It is the University of Rhode Island’s (URI) policy that all personnel, including employees, visiting scientists, postdoctoral fellows, students, and other persons retained by or working at or for URI conduct their affairs in accordance with U.S. laws and regulations, including compliance with U.S. export control laws and regulations applicable to its operations.
Export controls are a dynamic and multi-faceted body of law and regulations that can affect a research institution in many ways. Compliance with the statutory and regulatory requirements is critical because non-compliance may carry serious civil and/or criminal penalties for both the researcher and the institution. Export controls present a special challenge to research institutions because they demand that national security and the necessary safeguards it mandates be reconciled with the fundamental principle of unrestricted academic freedom, which includes the right to freely publish research findings within an unfettered global academic community.

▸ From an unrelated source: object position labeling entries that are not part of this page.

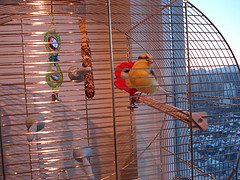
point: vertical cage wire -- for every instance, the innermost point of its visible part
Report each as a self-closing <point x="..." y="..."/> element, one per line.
<point x="194" y="65"/>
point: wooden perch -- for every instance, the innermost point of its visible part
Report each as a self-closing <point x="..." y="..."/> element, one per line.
<point x="198" y="119"/>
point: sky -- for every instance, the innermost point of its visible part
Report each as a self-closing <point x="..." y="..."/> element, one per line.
<point x="225" y="15"/>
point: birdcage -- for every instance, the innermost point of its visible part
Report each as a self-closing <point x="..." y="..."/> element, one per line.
<point x="66" y="115"/>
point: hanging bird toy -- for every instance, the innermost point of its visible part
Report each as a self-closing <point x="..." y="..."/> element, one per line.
<point x="54" y="76"/>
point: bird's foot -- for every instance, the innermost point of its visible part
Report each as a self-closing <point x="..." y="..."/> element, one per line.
<point x="132" y="103"/>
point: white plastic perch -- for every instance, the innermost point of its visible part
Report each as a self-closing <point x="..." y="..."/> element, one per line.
<point x="198" y="119"/>
<point x="83" y="157"/>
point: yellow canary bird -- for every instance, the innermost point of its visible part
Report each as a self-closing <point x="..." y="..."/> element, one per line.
<point x="141" y="76"/>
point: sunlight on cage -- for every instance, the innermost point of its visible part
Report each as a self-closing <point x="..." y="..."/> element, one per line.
<point x="63" y="118"/>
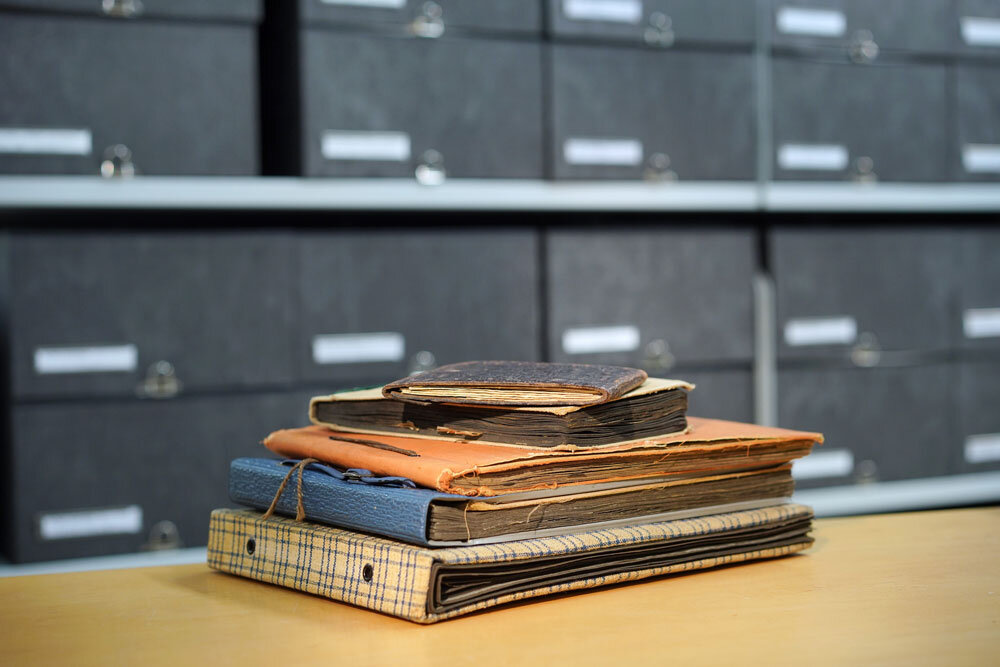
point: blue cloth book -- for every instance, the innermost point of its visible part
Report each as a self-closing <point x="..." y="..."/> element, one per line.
<point x="395" y="507"/>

Export Control Laws and Regulations provide significant exceptions for research performed in the United States that meets the definition of “Fundamental Research” and information that is considered to be in the “Public Domain.” Both of these exclusions were legislated to protect academic and intellectual freedoms which are fundamental URI commitments. See more discussion of these areas in the URI Export Controls Quick Guide.
URI is committed to monitoring URI’s transactions and relationships to ensure that export control requirements are met, provide guidance and training so that faculty and staff are aware of export control requirements, and manage export control-related correspondence and reporting so that government agencies are satisfied with URI’s compliance efforts, policies and procedures.